Off the top of our heads, we decide to walk three blocks to our friend's house, hoping he's home. Walk there. Knock. No answer. 


We turn and walk back towards our house. At this point, I'm going to be as neighborly as possible and knock on any door close to us. First, I knock on the white house across the street, home to a sweet old lady who always said if we needed anything, let her know. Well, I need a phone and I was letting her know. Even though her car was there, no answer. Bummer.

"Ok," I say. "Let's go across the street."

I knock on our nice neighbors, Margaret and Brent's, house. They welcome us in and give us their phone.

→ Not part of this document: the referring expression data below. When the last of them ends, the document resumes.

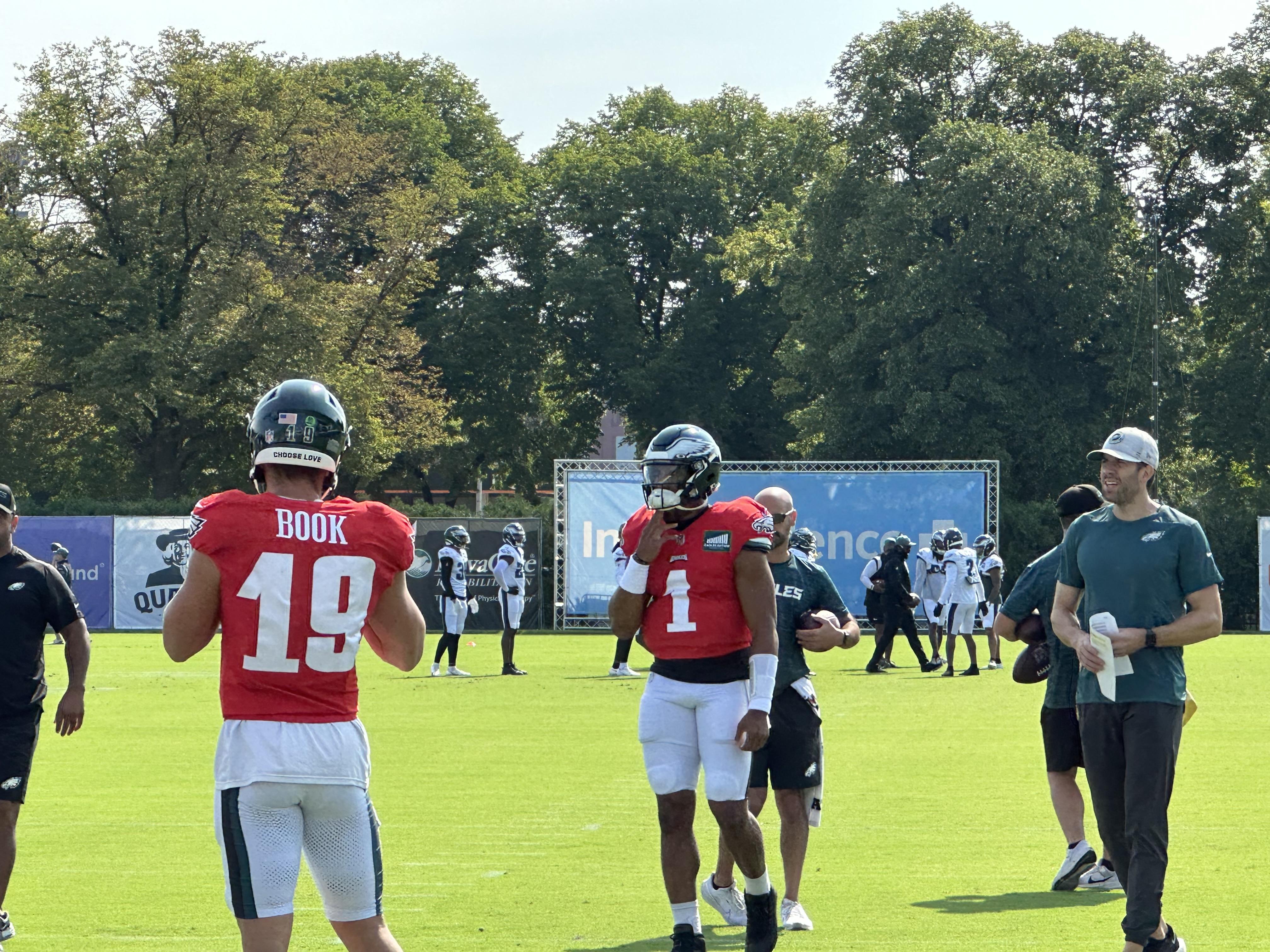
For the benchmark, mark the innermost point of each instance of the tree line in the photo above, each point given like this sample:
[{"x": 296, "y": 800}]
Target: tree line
[{"x": 963, "y": 256}]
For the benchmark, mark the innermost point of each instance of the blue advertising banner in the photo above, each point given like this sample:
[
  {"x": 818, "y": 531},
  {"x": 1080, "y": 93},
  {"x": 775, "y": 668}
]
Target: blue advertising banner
[
  {"x": 88, "y": 539},
  {"x": 849, "y": 512}
]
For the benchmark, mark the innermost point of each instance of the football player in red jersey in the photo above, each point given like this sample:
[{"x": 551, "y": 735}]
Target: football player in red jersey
[
  {"x": 296, "y": 582},
  {"x": 700, "y": 589}
]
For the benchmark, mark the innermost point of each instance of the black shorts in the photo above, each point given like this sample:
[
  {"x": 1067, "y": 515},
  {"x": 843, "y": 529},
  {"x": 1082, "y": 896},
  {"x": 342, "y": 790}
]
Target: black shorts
[
  {"x": 793, "y": 749},
  {"x": 18, "y": 737},
  {"x": 1061, "y": 733}
]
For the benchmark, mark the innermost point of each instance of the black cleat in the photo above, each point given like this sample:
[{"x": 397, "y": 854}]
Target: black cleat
[
  {"x": 761, "y": 922},
  {"x": 684, "y": 940},
  {"x": 1173, "y": 942}
]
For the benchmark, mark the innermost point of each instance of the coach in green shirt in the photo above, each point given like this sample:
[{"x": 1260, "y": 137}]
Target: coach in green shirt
[{"x": 1151, "y": 568}]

Would we like some wine or beer? (Thinking about it, did it look like I needed it?) At this point, I'm too hot and tired for that. First call roommate's brother, who lives on the other side of the neighborhood, but he doesn't answer. Dang.

I call my parents' house, in which my mom answers laughing. Sure, my sister will be there soon. We chat with our neighbors and catch up on who's who around the street and who are the new people that have moved in. We even got invited to the Garden Club (which doesn't garden at all, but rather drinks wine and has fun book swaps and cooking classes once a month), which I plan on joining. 

We walk back to our house and wait a minute or two for some keys to arrive. My two sisters pull up, no doubt laughing at my expense. It's just not like me to get locked out of the house.

So relieved to get the keys, I bound to the door, confidently put the key in the knob and try to turn it. No dice. These look like the right keys. Somehow, they are the wrong ones. We try them on the back door. Again, no dice. 

Oh my gosh.

"At least we have a car now. Let's go to your brothers' house and get his keys," I say to the roommate.

All four of us jump in my sister's PT Cruiser and drive on. We weave through the neighborhood and pull up to the curb as my roommate's brother sits on his front porch. With a puzzled look on his face, they find the keys and we head back towards home.

Pulling up to the house, I'm nervous. What if this copied set doesn't work either?

In a valiant leap over the ditch worthy of the last five minutes in any captivating movie, my roommate runs to the front door with the key. So excited, she can't even get the key in right. 

Key is in the knob. It turns. We are in.

I've never been so thankful.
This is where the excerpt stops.